En fin de compte, l’Ukraine doit être tenue pour responsable de cette décision vengeresse. Mais Kiev s’est dit prêt à discuter avec les Européens de la préservation du transit. La récente visite du premier ministre slovaque Robert Fico à Moscou et son tête-à-tête avec Poutine ont montré que l’Europe était prête à déplacer le point de rotation du gaz russe en Ukraine. Il a affirmé que Poutine avait également acquiescé.

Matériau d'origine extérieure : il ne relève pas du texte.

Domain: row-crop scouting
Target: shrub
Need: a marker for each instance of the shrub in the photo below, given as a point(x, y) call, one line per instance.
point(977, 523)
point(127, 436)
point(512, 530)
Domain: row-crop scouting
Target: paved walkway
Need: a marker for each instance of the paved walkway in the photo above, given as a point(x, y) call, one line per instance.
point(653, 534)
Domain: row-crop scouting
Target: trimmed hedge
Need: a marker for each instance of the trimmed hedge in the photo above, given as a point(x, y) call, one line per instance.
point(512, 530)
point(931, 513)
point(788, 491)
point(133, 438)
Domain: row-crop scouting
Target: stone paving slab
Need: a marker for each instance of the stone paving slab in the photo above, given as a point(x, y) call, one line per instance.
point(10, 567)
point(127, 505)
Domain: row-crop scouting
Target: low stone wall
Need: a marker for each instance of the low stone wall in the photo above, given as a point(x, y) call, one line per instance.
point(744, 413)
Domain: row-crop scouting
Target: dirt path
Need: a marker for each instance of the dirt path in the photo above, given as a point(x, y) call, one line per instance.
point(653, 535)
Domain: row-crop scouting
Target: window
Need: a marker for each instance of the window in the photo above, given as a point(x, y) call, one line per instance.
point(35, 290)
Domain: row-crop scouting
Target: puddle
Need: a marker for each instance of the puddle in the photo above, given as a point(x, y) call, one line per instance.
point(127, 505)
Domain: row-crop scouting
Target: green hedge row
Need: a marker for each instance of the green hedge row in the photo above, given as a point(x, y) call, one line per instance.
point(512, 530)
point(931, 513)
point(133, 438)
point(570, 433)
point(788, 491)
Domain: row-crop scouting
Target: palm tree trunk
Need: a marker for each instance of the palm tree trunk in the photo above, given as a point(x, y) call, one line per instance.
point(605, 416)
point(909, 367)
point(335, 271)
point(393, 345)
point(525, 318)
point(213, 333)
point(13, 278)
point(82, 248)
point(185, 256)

Poutine a déclaré aux médias après les entretiens : « Indépendamment de la guerre, nos approvisionnements ont été réguliers et nous avons payé, et payons toujours, de l’argent pour le transit. » En fait, l’Ukraine reçoit un milliard de dollars par an en guise de frais de transit ! Poutine a ajouté que Moscou était également prêt à fournir du gaz à l’Europe via la Pologne, en utilisant l’itinéraire Yamal-Europe existant. « Il suffit d’appuyer sur un bouton ».
Le quotidien gouvernemental russe Rossiyskaya Gazeta a cité l’avis d’experts selon lequel les milieux d’affaires sont susceptibles d’entamer des discussions sur la reprise du transit et, en fait, les compagnies gazières d’Europe centrale ont déjà fait les premiers pas en signant une déclaration soutenant le transit du gaz via l’Ukraine pour 2025.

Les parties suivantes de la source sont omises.